All of this makes the aftermath of the Chelsea Clinton incident a master class in liberal hypocrisy. Clinton was asked to leave a vigil held in New York City for the Muslim worshippers murdered in New Zealand, for leveling false accusations of anti-Semitism against Black Muslim Congresswoman Ilhan Omar, a move that drew outrage from many Muslim guardians, with one actually describing the Palestinian Muslim woman who confronted Clinton as "dumb".
The incident revealed an inherent blindness, or perhaps a refusal, to hold liberals and pseudo-progressives accountable for their contribution to Islamophobia in one form or another.
That Chelsea Clinton remains an ardent supporter of Israel, and played upon the Islamophobic trope that Muslims are anti-Semitic to shut down Omar’s criticism of Israel, was overlooked.

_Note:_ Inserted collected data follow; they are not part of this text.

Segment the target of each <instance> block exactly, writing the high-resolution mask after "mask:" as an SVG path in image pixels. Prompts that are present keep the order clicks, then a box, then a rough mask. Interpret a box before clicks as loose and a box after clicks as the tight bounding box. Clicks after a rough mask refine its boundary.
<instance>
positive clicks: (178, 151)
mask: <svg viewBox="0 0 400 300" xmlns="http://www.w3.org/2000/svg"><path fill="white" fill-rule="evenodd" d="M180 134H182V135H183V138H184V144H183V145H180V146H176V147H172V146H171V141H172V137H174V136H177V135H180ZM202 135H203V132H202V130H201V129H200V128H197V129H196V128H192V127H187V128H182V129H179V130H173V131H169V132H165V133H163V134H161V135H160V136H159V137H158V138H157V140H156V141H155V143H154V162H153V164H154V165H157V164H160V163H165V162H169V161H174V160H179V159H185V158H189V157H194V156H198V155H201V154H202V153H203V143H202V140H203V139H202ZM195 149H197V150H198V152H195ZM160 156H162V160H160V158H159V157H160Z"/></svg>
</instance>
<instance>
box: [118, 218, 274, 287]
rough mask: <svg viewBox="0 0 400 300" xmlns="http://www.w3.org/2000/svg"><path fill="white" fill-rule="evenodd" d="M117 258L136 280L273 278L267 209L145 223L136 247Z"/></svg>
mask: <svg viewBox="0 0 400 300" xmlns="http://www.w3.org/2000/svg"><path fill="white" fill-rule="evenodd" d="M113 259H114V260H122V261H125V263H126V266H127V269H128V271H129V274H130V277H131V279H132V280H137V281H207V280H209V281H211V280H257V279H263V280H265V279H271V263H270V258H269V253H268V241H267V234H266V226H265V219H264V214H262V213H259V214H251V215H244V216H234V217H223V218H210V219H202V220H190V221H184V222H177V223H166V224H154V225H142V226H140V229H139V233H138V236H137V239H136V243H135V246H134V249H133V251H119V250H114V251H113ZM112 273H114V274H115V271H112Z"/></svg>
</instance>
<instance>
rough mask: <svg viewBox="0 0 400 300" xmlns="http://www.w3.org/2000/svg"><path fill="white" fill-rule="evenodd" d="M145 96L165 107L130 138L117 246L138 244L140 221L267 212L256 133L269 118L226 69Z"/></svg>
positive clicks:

This is what happens when Muslim lives, in this case Palestinian Muslim lives, abroad are invisibilised.
To see not just the liberal establishment, but also Muslim commentators, close ranks against a young Palestinian Muslim woman in favour of a powerful white woman, who just a few weeks ago was aligned with the far-right in her critique of Omar, was liberal hypocrisy at its zenith.
Until there is a critical intersectional conversation on these issues in the popular media, solidarity by Muslims with Muslims who are victims of the far-right will remain as vacuous as any other talking head.
The views expressed in this article belong to the author and do not necessarily reflect the editorial policy of Middle East Eye.